Please refer to the IUPUI Graduate School Bulletin for more details on the dissertation process.
Take the next step
Students will demonstrate competency in research:
- Critically evaluate the published scholarly record.
- Critically apply the theories and methodologies of data science to new research in their primary area of study.
- Apply appropriate principles, frameworks, and models to evaluate and interpret the frontiers of knowledge in their primary area of study.
- Demonstrate expository and oral communication skills appropriate to a Ph.D., publishing and presenting work in their field.
- Critique data practices for ethical issues, including discriminatory practices, power imbalances, and invasions of privacy.
- Demonstrate advanced competency in data science tools and techniques, applied statistical analysis, and a domain area relevant to their area of specialization.
- Develop a record of relevant scholarship.
- Demonstrate an ability to conduct independent, original research with a depth of knowledge in the chosen area of specialization.
Students will demonstrate competency in data analytics:
- Design and execute ethical research using quantitative and experimental methods.
- Organize, visualize, and analyze large, complex datasets using descriptive statistics and graphs to make decisions.
- Apply inferential statistics, predictive analytics, and data mining to informatics-related fields.
- Analyze datasets with supervised learning methods for functional approximation, classification, and forecasting and unsupervised learning methods for dimensionality reduction and clustering.
- Identify, assess, and select appropriately among data analytics methods and models for solving a particular real-world problem, weighing their advantages and disadvantages.
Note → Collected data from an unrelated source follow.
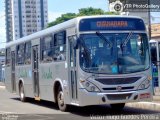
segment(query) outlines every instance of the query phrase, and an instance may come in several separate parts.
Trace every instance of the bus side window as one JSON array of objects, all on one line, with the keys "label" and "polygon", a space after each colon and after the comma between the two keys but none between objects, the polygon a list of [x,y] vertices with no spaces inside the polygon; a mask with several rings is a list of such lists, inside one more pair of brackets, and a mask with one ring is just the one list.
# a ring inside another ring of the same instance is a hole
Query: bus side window
[{"label": "bus side window", "polygon": [[17,49],[16,49],[16,56],[17,56],[17,59],[16,59],[16,62],[17,62],[17,65],[22,65],[24,64],[24,44],[20,44],[17,46]]},{"label": "bus side window", "polygon": [[25,43],[25,58],[24,63],[25,64],[31,64],[31,42]]},{"label": "bus side window", "polygon": [[47,35],[41,39],[41,61],[51,62],[53,61],[53,37],[52,35]]},{"label": "bus side window", "polygon": [[156,47],[156,43],[150,43],[151,46],[151,60],[152,63],[156,63],[157,61],[157,47]]},{"label": "bus side window", "polygon": [[54,35],[54,55],[55,61],[66,60],[66,31],[59,32]]},{"label": "bus side window", "polygon": [[11,64],[11,49],[6,49],[6,66],[10,66]]}]

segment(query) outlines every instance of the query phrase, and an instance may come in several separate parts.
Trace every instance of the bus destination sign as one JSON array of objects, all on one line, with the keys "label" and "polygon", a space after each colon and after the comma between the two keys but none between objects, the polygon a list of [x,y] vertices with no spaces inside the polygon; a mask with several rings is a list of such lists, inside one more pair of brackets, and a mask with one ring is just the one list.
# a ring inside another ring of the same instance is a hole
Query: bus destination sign
[{"label": "bus destination sign", "polygon": [[79,30],[145,30],[145,25],[138,18],[89,18],[80,21]]}]

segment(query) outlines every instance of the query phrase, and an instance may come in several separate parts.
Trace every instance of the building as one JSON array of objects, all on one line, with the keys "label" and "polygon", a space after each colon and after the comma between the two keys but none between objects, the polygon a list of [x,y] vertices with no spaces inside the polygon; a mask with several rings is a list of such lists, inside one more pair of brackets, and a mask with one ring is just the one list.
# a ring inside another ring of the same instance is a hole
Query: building
[{"label": "building", "polygon": [[7,42],[40,31],[48,23],[47,0],[5,0]]},{"label": "building", "polygon": [[151,38],[160,41],[160,23],[151,24]]},{"label": "building", "polygon": [[6,40],[7,42],[13,40],[12,27],[12,0],[5,0],[5,16],[6,16]]},{"label": "building", "polygon": [[5,49],[0,49],[0,82],[4,82]]}]

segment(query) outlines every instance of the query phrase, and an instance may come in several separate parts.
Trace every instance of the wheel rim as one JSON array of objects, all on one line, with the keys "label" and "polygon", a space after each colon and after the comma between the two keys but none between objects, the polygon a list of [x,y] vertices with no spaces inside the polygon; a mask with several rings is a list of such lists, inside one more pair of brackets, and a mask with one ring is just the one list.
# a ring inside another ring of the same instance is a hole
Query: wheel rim
[{"label": "wheel rim", "polygon": [[60,107],[64,106],[64,96],[62,91],[58,95],[58,104]]}]

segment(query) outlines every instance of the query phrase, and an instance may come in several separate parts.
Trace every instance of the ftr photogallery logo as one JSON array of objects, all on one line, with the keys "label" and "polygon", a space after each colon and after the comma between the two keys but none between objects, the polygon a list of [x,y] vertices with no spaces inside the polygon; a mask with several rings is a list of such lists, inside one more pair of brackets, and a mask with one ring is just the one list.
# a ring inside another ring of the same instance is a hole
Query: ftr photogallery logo
[{"label": "ftr photogallery logo", "polygon": [[159,12],[160,0],[116,0],[111,2],[109,9],[112,12]]},{"label": "ftr photogallery logo", "polygon": [[123,3],[118,1],[112,2],[109,5],[110,11],[113,12],[122,12],[123,11]]},{"label": "ftr photogallery logo", "polygon": [[123,11],[123,3],[118,1],[110,3],[110,11],[114,12],[122,12]]},{"label": "ftr photogallery logo", "polygon": [[116,1],[114,3],[114,9],[117,11],[117,12],[122,12],[123,11],[123,3],[121,3],[120,1]]}]

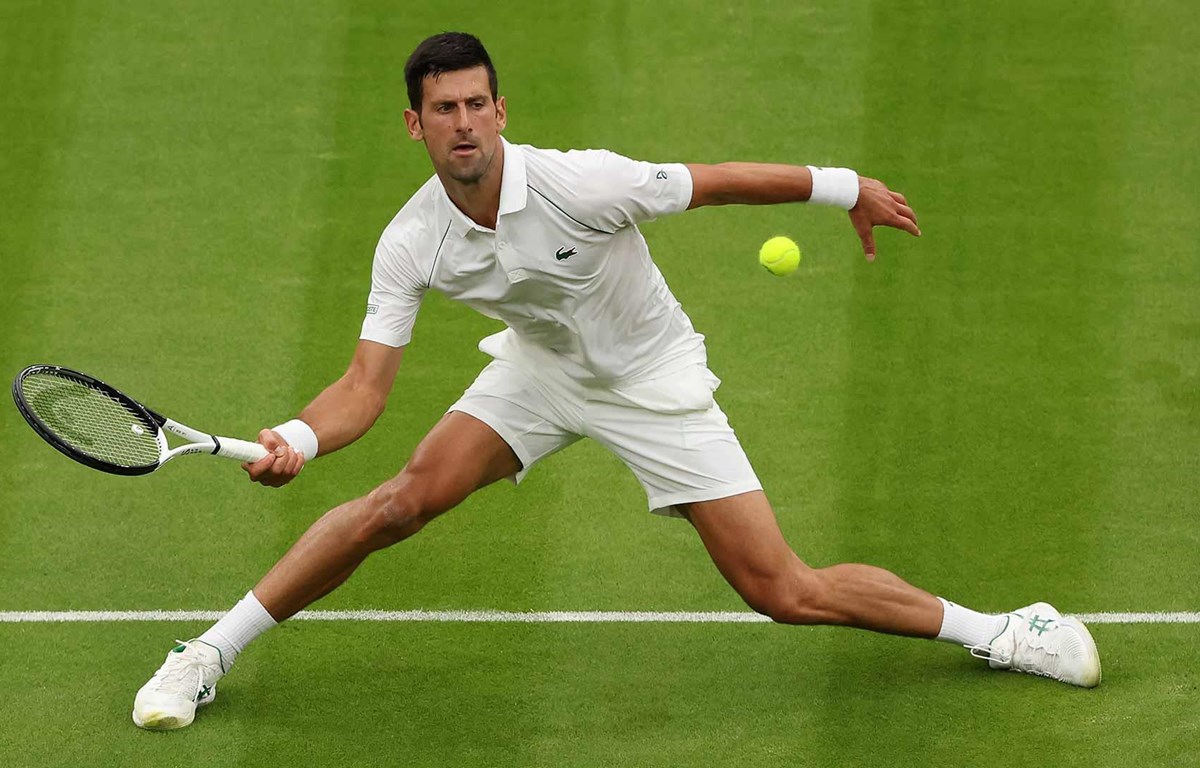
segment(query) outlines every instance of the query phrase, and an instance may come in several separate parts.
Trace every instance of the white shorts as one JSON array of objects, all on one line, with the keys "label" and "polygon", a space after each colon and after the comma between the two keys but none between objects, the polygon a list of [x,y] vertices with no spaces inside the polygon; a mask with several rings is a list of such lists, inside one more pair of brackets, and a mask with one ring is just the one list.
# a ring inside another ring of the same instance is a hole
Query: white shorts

- Write programs to perform data analytics on large, complex datasets.
Students will demonstrate competency in data management and infrastructure:
- Design and implement relational databases using commercial database management systems according to database concepts and theory.
- Diagram a relational database design based on an identified scenario.
- Produce database queries using SQL.
- Perform database administration tasks.
- Describe the data management activities associated with the data lifecycle.
- Overcome difficulties in managing very large datasets, both structured and unstructured, using nonrelational data storage and retrieval (NoSQL), parallel algorithms, and cloud computing.
- Apply the MapReduce programming model to data-driven discovery and scalable data processing for scientific applications.